L’Algérie le sait bien, qui a dû ouvrir son commerce extérieur au moment où elle avait un genou à terre en 1994 en signant l’accord de stabilisation avec le FMI.  C’est Issad Rebrab qui m’a expliqué il y a déjà une dizaine d’années; qu’en dehors des activités de niches ou celle qui nécessitent une grande proximité avec les consommateurs, on ne peut pas être une entreprise performante sur son marché domestique si on n’est pas en mesure de concurrencer les entreprises étrangères ailleurs qu’en Algérie. Pour défendre sa part de marché en Algérie, il faut être capable d’en gagner dans le monde. Le modèle « substituteur » aux importations est donc un semi-modèle. Il ne peut pas se développer en dehors de l’exportation. Cet affaiblissement historique du modèle est facile à vérifier.

Les entreprises algériennes publiques ou privées qui se sont construites sur un marché protégé n’ont pas développé de capacités à la performance hors frontières. Leur vie dépendait du niveau de protection du commerce extérieur.  Elles ont disparu ou vivent sur le dos du trésor public aussitôt ces protections démantelées. Cela ne veut pas dire que les protections temporaires ne sont pas utiles pour faire démarrer une filière ou la développer sans quoi la concurrence mondiale l’en empêcherait. Mais la développer dans quelle direction ? Uniquement celle de se substituer aux importations et réduire les sorties de devises ? C’est une voie historique de l’échec.

Les entreprises doivent générer une partie de leurs revenus en devises à la hauteur de ce qu’elles en consomment en intrants et services importés. Le modèle d’affaire dans toutes les filières où l’Algérie présente un avantage compétitif, doit être autant tourné vers l’exportation que vers la conquête de parts de marché en Algérie.  C’est l’essence d’un modèle exportateur.  Elle est basée sur la suppression mentale de la frontière. Les fournisseurs sont mondiaux ? Les clients doivent  donc l’être aussi.  Le discours sur la substitution des importations prête autant de chances de résilience à une économie nationale qu’un journal papier face à l’édition de presse électronique. La seconde marche sur le monde, la première veut tenir sur un territoire inondé. Il faut être dans le monde pour être au sec.

 Le prérequis de l’esprit d’ouverture

La construction d’un modèle exportateur n’est pas juste un changement d’orientation économique. C’est sans doute pour cela qu’il est si difficile à envisager pour le vieux noyau de pouvoir politique algérien cuirassé dans une pensée à peine post-soviétique.
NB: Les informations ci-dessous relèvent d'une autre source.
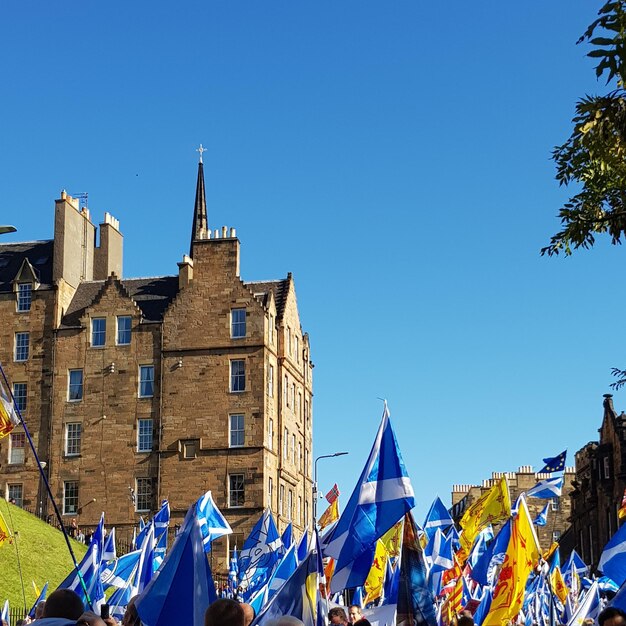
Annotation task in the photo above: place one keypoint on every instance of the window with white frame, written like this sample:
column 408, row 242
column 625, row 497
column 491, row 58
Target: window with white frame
column 237, row 375
column 123, row 330
column 143, row 494
column 70, row 497
column 20, row 395
column 75, row 385
column 24, row 296
column 144, row 434
column 17, row 448
column 236, row 490
column 98, row 332
column 237, row 323
column 270, row 381
column 15, row 494
column 237, row 431
column 146, row 381
column 22, row 346
column 73, row 433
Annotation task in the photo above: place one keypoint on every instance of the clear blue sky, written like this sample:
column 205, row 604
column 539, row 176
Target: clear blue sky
column 393, row 155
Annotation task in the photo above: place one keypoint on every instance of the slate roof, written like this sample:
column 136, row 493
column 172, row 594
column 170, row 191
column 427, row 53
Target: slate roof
column 152, row 296
column 12, row 255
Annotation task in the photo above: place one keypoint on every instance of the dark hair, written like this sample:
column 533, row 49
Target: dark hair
column 609, row 613
column 224, row 612
column 64, row 603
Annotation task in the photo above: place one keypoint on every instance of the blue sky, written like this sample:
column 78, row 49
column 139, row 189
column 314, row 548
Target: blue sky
column 393, row 155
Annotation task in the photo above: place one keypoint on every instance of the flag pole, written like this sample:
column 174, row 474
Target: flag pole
column 47, row 484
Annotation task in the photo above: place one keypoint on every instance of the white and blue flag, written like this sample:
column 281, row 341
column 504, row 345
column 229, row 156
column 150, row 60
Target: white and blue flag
column 613, row 560
column 382, row 496
column 549, row 488
column 212, row 523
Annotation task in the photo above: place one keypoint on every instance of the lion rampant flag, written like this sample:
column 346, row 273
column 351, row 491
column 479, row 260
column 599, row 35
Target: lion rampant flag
column 8, row 415
column 521, row 557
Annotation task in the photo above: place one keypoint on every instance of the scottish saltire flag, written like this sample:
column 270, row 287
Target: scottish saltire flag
column 184, row 587
column 4, row 614
column 259, row 554
column 416, row 606
column 589, row 608
column 549, row 488
column 297, row 597
column 437, row 518
column 41, row 597
column 554, row 464
column 212, row 522
column 613, row 559
column 542, row 517
column 119, row 572
column 108, row 553
column 382, row 496
column 89, row 569
column 438, row 552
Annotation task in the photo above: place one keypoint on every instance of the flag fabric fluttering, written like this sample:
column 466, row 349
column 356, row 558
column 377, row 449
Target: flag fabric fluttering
column 212, row 523
column 183, row 587
column 9, row 418
column 613, row 559
column 521, row 556
column 416, row 605
column 333, row 494
column 381, row 497
column 437, row 518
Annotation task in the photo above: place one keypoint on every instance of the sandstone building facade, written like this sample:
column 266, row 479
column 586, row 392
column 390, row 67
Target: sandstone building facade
column 136, row 390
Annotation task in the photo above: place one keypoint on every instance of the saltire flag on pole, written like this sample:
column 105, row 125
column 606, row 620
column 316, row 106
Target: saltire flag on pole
column 554, row 464
column 381, row 497
column 183, row 587
column 333, row 494
column 212, row 523
column 613, row 559
column 9, row 418
column 549, row 488
column 493, row 506
column 520, row 559
column 416, row 606
column 437, row 517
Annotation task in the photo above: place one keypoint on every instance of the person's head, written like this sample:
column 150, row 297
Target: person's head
column 337, row 616
column 224, row 612
column 612, row 616
column 248, row 614
column 354, row 612
column 131, row 617
column 63, row 603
Le modèle exportateur requiert une ouverture du pays au monde. Même les régimes autocratiques de Chine et du Vietnam ont accompagné la promotion des exportations de fait avec des liens plus forts avec le reste du monde. En flux de biens, de services mais aussi de personnes. L’Algérie maintient le choix de rester un pays fermé. En particulier au tourisme international, sans aucun doute le post de recettes hors hydrocarbures le plus facile à faire décoller dans le court terme. Les infrastructures hôtelières sont en plein rattrapage, le pays est devenu sûr, et l’effet destination décalée et originale joue à fonds en faveur de l’Algérie si proche des marchés émetteurs.

Le gouvernement pourrait donc commencer par s’essayer aux recettes du tourisme international. Mais cela suppose d’abandonner la vision du monde qui maintient le pays en queue de liste dans tous les classements de performance économique. La vision de la citadelle assiégée. Qui en retour met le siège sur sa population.